Chapter 13
CHAPTER THIRTEEN
The drive to the Boston Harbor Sailing Club in Downtown Boston was thankfully uneventful. Ailín met them in front of the building, waving at Riordan as they walked up. Ailín was clan, a selkie who also owned a small yacht they used to take the handful of human members of the clan out to sea to join them for a swim. Riordan had requested yesterday for him to take Wade out onto the water while Riordan did his search around the smaller islands in Boston Harbor.
They didn't know where Niall might hide Saoirse's skin, but they were covering all their bases. And Riordan needed to patrol the shoreline anyway, Lady Caith's warning still stark in his thoughts. He didn't know if whatever he'd sensed in the water the other day was aligned with Niall, but if Niall was going after Boston, it stood to reason he'd claim the harbor as well.
"Riordan," Ailín said with a nod. "We're reserved for launch."
"Thanks," Riordan said.
Ailín eyed Wade intently, but there wasn't any malice in his gaze. Riordan didn't know what his siblings had been gossiping about with the clan, but Ailín's focus told him they'd probably mentioned Wade. "You must be the lad our clan chief is spending time with."

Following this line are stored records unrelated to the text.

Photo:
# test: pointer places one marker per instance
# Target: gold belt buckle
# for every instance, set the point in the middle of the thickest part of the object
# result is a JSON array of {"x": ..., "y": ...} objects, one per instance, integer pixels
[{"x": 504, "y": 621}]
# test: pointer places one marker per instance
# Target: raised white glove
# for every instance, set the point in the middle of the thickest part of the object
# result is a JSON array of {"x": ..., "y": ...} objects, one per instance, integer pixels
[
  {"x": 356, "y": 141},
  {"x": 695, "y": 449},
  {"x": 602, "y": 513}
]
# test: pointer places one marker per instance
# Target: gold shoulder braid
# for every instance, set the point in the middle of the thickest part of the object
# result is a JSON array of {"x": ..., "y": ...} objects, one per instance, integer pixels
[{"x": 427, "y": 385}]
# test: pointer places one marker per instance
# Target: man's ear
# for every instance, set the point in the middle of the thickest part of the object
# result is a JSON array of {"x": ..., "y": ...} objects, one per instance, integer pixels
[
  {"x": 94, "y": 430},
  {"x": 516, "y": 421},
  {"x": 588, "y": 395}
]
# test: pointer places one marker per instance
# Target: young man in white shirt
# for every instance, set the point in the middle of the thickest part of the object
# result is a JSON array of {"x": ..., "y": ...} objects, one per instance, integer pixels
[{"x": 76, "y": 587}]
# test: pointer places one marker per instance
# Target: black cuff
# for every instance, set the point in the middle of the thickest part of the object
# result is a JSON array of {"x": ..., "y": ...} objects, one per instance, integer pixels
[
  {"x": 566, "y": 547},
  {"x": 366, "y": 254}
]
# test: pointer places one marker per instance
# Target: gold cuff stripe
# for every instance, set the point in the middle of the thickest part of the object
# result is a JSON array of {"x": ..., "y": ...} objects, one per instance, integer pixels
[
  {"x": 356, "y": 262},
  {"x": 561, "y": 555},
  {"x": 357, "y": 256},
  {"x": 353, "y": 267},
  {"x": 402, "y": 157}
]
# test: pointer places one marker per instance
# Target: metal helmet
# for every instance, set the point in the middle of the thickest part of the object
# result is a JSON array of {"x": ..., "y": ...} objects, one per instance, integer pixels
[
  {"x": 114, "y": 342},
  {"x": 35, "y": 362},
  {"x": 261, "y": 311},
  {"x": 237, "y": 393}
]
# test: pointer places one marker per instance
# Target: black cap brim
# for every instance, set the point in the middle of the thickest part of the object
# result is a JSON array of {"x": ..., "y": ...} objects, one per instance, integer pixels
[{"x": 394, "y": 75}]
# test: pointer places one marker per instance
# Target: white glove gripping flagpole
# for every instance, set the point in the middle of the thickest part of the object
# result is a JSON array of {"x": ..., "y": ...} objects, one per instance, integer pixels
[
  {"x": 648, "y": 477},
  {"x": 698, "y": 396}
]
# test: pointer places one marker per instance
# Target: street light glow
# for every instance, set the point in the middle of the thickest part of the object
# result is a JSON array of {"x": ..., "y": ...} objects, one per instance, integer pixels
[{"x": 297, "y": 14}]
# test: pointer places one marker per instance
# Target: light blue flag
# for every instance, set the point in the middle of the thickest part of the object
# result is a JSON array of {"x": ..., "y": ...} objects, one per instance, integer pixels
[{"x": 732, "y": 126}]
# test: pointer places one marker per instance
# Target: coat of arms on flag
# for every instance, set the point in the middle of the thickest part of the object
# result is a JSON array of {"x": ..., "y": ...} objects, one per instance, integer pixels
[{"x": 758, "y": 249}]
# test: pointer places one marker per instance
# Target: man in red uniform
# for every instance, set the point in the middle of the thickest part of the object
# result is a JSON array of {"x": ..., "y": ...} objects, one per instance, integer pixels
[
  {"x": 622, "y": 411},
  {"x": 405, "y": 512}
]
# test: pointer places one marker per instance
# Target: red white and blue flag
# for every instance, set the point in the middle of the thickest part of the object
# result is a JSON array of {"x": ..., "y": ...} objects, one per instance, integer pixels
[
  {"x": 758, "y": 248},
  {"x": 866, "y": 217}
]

"Is that a bad thing?" Wade asked.
"Not unless you mean harm."
Riordan sighed. "I get enough teasing from my siblings. You don't need to start."
"Boyo, the whole clan is going to start" was Ailín's cheerful response before he turned on his heels. "Come on, let's get on the water."
The Boston Harbor Sailing Club was open to the public for lessons and sometimes tours, but being members meant they could head directly for the water. Riordan spotted the launch boat at the small pier, manned by an employee of the club. Directly beyond it, sailboats and small yachts of all kinds bobbed gently in the water, moored away from the shore.
"How many boats do you have?" Wade asked as they approached the small pier.
"We try to keep at least three on hand, moored or anchored in different locations. It was easier to shift on the shoreline when Boston wasn't so built up. These days, if we're swimming as a clan, some of us will shift at the shore, and the rest of us will do so in open water," Riordan said.
The sailing club employee gave them a cheerful hello once they reached the launch boat. They checked Ailín's paperwork for the appropriate mooring location and then set about releasing the boat from the dock to ferry them to the clan's yacht. The Neptune was thirty-five feet in length and capable of being handled by only one person if they knew what they were doing.
Everyone in the clan knew what they were doing in the water and on a boat. Ailín didn't need any help getting the Neptune unmoored once they were onboard. The launch boat pulled back with a dull roar of engines, heading back to shore. Riordan guided Wade to a bench near the cockpit so they could stay out of the way as Ailín went through the launch prep procedure before he finally untied the yacht from its mooring.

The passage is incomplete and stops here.